Interactive Query for Hadoop with Apache Hive on Apache Tez

Benefits of the Stinger Initiative delivered

In this tutorial, we’ll focus on taking advantage of improvements to Apache Hive and Apache Tez through the work completed by the community as part of the Stinger initiative.

In this tutorial, we are going to look at some of the new features that Hive on Tez brings to HDP 2.1:

Performance improvements of Hive on Tez
Performance improvements of Vectorized Query
Cost-based Optimization Plans
Multi-tenancy with HiveServer2
SQL Compliance Improvements

Prerequisites

A working HDP cluster – the easiest way to have a HDP cluster is to download the HDP 2.1 Technical Preview

Download data

The dataset that we will need for this tutorial is here. Please download and save the file in a folder on your local machine.

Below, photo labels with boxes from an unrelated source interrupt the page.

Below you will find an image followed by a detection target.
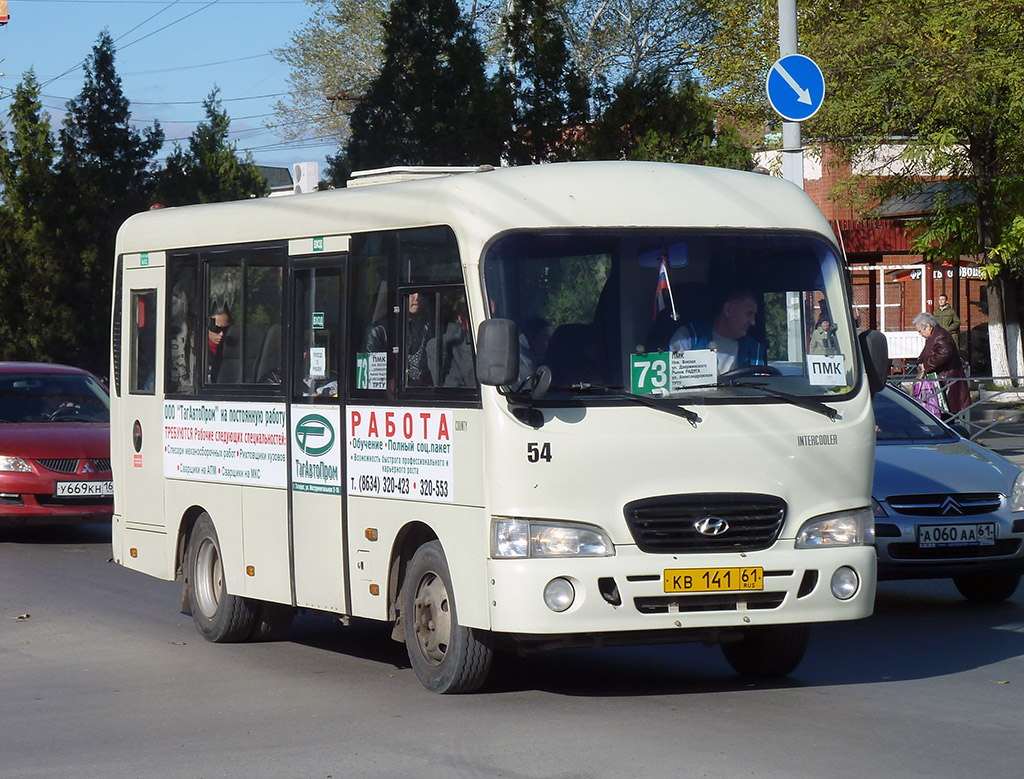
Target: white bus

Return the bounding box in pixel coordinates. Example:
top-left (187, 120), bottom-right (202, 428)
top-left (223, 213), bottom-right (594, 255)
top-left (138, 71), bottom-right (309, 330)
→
top-left (111, 163), bottom-right (884, 693)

Once you unzip the zip file – SensorFiles.zip, you will see the following files inside. We will be using these datafiles for the following tutorial.

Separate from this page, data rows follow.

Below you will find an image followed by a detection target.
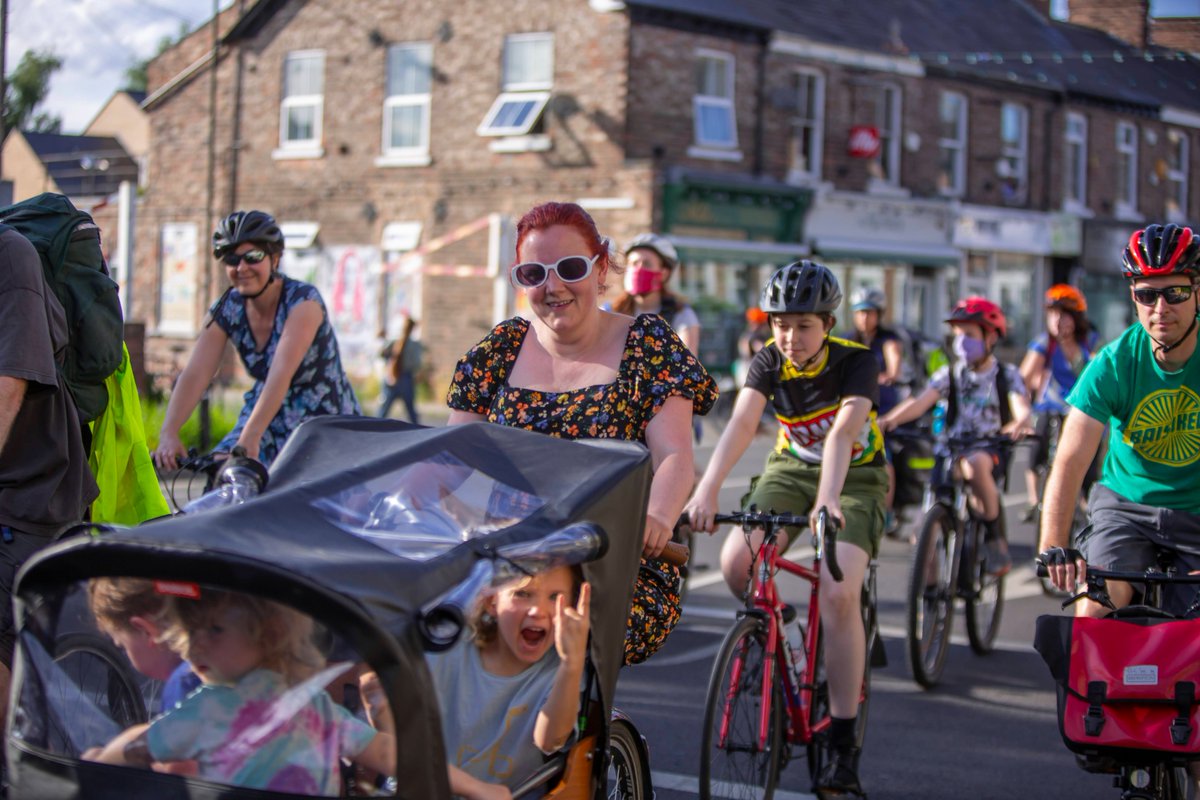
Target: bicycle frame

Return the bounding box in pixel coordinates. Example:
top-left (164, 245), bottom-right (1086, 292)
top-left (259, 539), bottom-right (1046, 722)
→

Let’s use the above two csv files (HVAC.csv & building.csv) to create two new tables using the following step. Navigate to http://127.0.0.1:8000 using your browser. Click on HCat tab.

Now, let’s upload the above datafiles into HDFS and create two hive tables using the following steps.

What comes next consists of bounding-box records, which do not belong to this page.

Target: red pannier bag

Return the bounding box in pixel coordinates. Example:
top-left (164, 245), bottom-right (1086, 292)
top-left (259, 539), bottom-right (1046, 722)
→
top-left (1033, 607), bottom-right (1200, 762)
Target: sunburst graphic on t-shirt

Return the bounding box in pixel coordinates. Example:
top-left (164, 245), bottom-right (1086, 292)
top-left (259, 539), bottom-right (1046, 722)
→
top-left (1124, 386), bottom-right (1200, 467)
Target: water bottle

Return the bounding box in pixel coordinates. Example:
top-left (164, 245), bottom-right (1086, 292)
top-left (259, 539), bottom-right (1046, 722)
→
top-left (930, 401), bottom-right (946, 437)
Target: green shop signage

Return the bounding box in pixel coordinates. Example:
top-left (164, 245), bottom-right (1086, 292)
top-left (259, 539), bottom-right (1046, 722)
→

We will name the tables as per the csv file names : “hvac” and “building”.

Click on “Create a new table from a file” on the left hand side pane. Enter table name as “hvac” and Choose hvac.csv file from your local system as the Input File.

Once file is specified, you will see the column names and the data mapping as follows. You might have to scroll down little.

Click on the create button to complete the table creation process.

Repeat the above steps for creating your second table “building”.

Once these 2 tables are created, you should see the tables listed in the HCat Screen.

Speed Improvements

To take a look at the speed improvements of Hive on Tez, we can run some sample queries. For this we will use the above two tables – hvac and building.

Step 1 :

We will SSH into the VM and launch the Hive Shell.

ssh root@127.0.0.1 -p 2222;

the password is hadoop

We will run first Hive without Tez.

Image
hive

Step 2:

Please note that Hive is running using MapReduce Framework from the log output on your screen.

set hive.execution.engine=mr;

Then, let’s execute the hiveql as below.

    select h.*, b.country, b.hvacproduct, b.buildingage, b.buildingmgr 
    from building b join hvac h 
    on b.buildingid = h.buildingid;

enter image description
here

This query was run using the MapReduce framework.

enter image description
here

Note the time it takes your query to execute. In the example above it took 47.346 seconds.

Step 3 :

Now we can enable Hive on Tez execution and take advantage of Directed Acyclic Graph (DAG) execution representing the query instead of multiple stages of MapReduce program which involved a lot of synchronization, barriers and IO overheads. This is improved in Tez, by writing intermediate data set into memory instead of hard disk.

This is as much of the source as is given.